The reaction to Darwin was varied. Some happily accepted evolution: Frederick Temple, R. W. Church, Hort (but Westcott was wary), Baden Powell, Liddon, Pusey (just!), Symonds and two evangelicals – H. B. Tristram of Durham and Prof C Babbington of Cambridge. Within decades most thinking Anglicans had accepted evolution but often insisted on the direct creation of humans. Some Anglicans opposed evolution, archetypically Samuel Wilberforce, but all opponents accepted geological time.
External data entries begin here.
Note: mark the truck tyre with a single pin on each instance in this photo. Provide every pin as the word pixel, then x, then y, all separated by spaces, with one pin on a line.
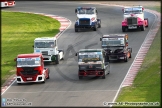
pixel 62 55
pixel 103 77
pixel 48 74
pixel 143 28
pixel 130 55
pixel 123 29
pixel 95 28
pixel 18 83
pixel 57 59
pixel 126 59
pixel 147 22
pixel 109 69
pixel 99 23
pixel 80 77
pixel 76 29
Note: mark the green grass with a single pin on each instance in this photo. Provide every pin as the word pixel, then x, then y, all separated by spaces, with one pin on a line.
pixel 18 33
pixel 147 84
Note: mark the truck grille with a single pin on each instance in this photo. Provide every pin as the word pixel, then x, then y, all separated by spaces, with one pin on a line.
pixel 84 21
pixel 29 71
pixel 44 52
pixel 113 57
pixel 132 21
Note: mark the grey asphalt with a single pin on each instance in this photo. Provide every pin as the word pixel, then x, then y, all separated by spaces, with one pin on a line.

Some of the main opposition to Darwin came from physicists and geologists.

This rapprochement between Christianity and evolution continued until 1980, with most, including the majority of evangelicals, accepting evolution, with a minority rejecting evolution but not geology. In fact, I can only find one YEC Anglican from 1855 until the 1970s. That was W. H. Griffith Thomas, who accepted evolution while principal of Wycliffe Hall, Oxford. He went to North America in 1910 and by 1917 came to accept a Young Earth through the influence of the Seventh Day Adventist autodidact McCready Price. I cannot find of another Anglican example, and teachers from Moule to Packer and Stott all accepted evolution. (Bishop J. C. Ryle accepted geological time albeit not evolution, and represents the ultra-conservative Anglican of 1900.)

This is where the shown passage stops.